Put in practical terms, it is the United States Marshals Service which would have to pay the costs of transporting her to the District of Columbia (estimated at $2,880) and housing her at the D.C. Jail (estimated at $70.50 a day now and $81.00 in the near future). *fn1 Section 1921(d) of Title 28 of the U.S. Code permits the Marshals Service to collect, in advance, a deposit to cover the fees and expenses anticipated in executing a writ or order in a civil case, thus ensuring that private litigants will bear their own costs in such cases.
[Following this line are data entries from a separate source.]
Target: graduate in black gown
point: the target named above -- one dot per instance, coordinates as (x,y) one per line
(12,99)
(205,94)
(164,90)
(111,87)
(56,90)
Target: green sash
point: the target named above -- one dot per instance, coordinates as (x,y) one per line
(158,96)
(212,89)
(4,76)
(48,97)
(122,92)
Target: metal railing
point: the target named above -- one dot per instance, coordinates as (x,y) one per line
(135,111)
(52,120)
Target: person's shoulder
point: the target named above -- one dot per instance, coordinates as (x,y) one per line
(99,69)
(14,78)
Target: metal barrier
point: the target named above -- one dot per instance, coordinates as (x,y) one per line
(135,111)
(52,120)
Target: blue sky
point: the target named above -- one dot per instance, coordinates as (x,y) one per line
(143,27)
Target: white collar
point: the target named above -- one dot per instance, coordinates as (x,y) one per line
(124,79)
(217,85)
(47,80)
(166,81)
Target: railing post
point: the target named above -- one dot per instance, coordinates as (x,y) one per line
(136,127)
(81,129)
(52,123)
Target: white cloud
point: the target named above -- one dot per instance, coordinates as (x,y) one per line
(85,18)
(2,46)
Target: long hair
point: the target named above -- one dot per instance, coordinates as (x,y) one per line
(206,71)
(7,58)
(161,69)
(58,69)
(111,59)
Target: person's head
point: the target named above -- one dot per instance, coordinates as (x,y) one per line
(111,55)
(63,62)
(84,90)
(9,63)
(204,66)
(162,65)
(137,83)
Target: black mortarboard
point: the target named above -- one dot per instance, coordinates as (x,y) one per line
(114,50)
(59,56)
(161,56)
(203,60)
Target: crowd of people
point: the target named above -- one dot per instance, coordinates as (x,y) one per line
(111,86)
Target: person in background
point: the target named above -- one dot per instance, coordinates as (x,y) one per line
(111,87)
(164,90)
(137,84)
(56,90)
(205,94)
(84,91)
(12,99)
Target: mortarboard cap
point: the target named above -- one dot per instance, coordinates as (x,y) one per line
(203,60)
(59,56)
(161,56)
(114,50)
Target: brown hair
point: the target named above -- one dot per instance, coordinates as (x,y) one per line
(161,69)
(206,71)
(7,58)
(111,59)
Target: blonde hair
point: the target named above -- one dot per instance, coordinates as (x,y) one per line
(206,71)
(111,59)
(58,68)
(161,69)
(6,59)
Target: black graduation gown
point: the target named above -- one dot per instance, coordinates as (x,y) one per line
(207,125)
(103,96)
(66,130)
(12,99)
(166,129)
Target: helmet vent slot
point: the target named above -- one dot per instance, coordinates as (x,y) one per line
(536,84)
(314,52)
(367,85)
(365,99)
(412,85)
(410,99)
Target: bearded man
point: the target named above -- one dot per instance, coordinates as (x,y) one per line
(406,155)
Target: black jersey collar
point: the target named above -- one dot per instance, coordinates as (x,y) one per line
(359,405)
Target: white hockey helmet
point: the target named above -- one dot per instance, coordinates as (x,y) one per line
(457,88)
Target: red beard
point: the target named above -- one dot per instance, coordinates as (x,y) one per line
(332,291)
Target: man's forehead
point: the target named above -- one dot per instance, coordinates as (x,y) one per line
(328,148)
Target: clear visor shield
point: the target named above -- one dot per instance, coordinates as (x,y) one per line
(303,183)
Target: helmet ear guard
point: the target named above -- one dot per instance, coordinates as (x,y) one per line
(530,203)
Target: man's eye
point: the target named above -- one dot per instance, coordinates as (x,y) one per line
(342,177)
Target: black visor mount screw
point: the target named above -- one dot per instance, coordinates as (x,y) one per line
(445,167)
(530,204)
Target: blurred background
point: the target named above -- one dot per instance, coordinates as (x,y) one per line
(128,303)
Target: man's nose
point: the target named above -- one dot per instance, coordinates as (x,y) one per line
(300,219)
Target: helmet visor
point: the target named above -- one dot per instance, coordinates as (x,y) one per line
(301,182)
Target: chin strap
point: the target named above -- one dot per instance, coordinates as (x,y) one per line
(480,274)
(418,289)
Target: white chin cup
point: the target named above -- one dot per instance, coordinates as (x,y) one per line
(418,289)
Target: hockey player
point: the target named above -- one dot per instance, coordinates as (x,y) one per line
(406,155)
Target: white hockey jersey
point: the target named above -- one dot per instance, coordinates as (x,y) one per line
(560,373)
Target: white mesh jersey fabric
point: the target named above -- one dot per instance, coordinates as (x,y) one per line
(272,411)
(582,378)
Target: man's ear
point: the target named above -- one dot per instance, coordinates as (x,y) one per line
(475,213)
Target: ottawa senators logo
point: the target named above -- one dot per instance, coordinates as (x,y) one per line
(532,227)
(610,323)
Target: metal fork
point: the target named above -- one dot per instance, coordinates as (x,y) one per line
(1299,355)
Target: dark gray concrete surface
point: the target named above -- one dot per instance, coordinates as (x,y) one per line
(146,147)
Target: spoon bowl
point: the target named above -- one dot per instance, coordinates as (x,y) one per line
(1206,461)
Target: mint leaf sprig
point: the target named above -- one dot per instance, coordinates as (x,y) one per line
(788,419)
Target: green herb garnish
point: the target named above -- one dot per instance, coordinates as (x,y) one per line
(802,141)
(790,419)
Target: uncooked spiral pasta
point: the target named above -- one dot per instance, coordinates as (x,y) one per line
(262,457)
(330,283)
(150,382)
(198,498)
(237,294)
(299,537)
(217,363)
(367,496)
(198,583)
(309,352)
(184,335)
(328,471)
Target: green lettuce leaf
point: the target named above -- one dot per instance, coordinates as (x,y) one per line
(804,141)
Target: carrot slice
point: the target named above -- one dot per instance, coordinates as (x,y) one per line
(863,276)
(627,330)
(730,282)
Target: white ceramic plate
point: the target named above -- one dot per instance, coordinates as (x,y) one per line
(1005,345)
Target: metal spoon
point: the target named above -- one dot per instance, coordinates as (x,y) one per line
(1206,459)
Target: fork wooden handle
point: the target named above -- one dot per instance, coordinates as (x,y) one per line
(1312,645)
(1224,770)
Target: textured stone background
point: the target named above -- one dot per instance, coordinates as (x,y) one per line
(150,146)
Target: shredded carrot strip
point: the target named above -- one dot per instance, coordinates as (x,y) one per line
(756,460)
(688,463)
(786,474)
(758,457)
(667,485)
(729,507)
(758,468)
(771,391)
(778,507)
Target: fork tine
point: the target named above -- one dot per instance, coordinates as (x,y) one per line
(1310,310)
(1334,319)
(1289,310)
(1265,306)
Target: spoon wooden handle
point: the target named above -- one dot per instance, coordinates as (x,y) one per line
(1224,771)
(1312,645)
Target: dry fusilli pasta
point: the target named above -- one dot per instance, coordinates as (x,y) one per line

While every prisoner should, as a matter of fundamental fairness and decency, be able to attend their own civil rights trial, there simply is no such constitutional right. See Price v. Johnson, 334 U.S. 266, 285-86 (1948), overruled on other grounds, McCleskey v. Zant, 499 U.S. 467 (1991). Consequently, it lies within the Court's discretion whether or not to issue a writ of habeas corpus ad testificandum. In making this determination, the Court must weigh a number of factors, including the security risk and dangers posed in transporting the prisoner, the magnitude of the expense, the possibility of postponing the trial, the availability of testimony by other than in-court presentation, etc. *fn2
In this case, Plaintiff has certainly demonstrated that she is a real security risk and poses a danger to others. As set forth in Defendant's Opposition, she has many drug convictions, Bail Reform Act convictions, *fn3 and an extensive institutional history of disciplinary violations. *fn4
Moreover, there are alternatives available, namely video conferencing (the facilities for which do exist at FMC Carswell), or video or written deposition. Finally, the cost would be substantial-- probably well over $5,000. There is no reason that the District of Columbia, strapped as it to provide the most basic social services to its citizens (education, health care for the poor, housing for the homeless, and safety and comfort for its neglected and abused children), should have to lay out these expenses.
For the foregoing reasons, the Applications are denied.